3. Notebooks Usage

Overview

This page shows the notebook workflow as a sequence of practical steps.

Use this path when you want an interactive workflow instead of mainly using the CLI or browser API.

Notebook workflow

The common order is:

  1. install the package

  2. create a project

  3. validate the config

  4. optionally download the pretrained model

  5. copy the packaged notebooks into the project

  6. work through the notebooks in order

  7. inspect training, prediction, and explainability outputs

Step 1: Install the package

pip install planktonclass

This installs the Jupyter runtime packages needed to open and execute the notebooks locally.

Step 2: Create a project

planktonclass init my_project

This creates the standard project structure and a local config.yaml.

Step 3: Validate the config

planktonclass validate-config my_project

Step 4: Optional pretrained model

If you want to start from a published pretrained model:

planktonclass pretrained my_project --model FlowCam

Available published pretrained names currently include FlowCam, FlowCyto, and PI10.
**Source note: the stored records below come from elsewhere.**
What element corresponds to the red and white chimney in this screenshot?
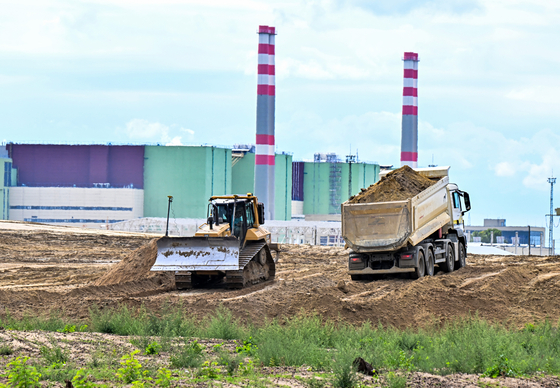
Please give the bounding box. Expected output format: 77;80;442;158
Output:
255;26;276;220
401;52;419;168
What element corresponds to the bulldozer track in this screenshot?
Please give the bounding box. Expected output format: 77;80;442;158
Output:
225;241;276;289
175;241;276;290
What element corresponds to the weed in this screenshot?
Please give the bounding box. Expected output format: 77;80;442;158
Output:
238;360;255;376
302;377;327;388
332;349;358;388
57;325;76;333
200;361;221;379
145;341;161;355
218;352;243;376
235;337;259;357
387;372;406;388
482;354;518;379
170;340;204;368
115;350;142;384
156;368;171;388
40;339;70;365
0;344;14;356
72;369;96;388
7;357;41;388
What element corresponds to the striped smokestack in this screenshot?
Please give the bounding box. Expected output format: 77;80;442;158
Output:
401;53;419;167
255;26;276;220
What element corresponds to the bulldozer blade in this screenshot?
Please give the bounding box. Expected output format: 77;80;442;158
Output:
151;237;240;271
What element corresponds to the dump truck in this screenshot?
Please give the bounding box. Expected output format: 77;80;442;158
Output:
341;167;471;280
151;193;277;289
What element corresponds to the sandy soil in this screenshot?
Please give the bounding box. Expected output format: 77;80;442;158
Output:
0;222;560;387
349;166;436;203
0;223;560;328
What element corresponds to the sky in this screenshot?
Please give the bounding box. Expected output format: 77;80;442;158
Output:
0;0;560;233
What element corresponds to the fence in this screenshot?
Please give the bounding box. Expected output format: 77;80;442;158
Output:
109;218;344;246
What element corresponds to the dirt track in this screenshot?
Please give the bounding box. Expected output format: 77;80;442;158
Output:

Step 5: Copy the notebooks into the project

planktonclass notebooks my_project

This creates my_project/notebooks/ and copies the packaged notebooks there.

With the standard project layout from planktonclass init, commands such as planktonclass validate-config my_project and planktonclass train my_project automatically use my_project/config.yaml.

To refresh an existing project with updated packaged notebooks:

planktonclass notebooks my_project --force

The copied notebooks auto-detect the nearest project config.yaml, so they use the paths inside your local project folder rather than the installed package directory. They also copy data/data_transformation/start, reference_style, and end for the image-transformation notebook.

Step 6: Work through the notebooks

Recommended order:

  1. dataset exploration

  2. transformations and augmentation

  3. model training

  4. predictions

  5. prediction statistics

  6. saliency maps

Notebook list

1.0-Dataset_exploration.ipynb

Explore class balance, dataset composition, and general dataset statistics.

1.1-Image_transformation.ipynb

Inspect and adapt preprocessing so a new dataset matches the expected training input format.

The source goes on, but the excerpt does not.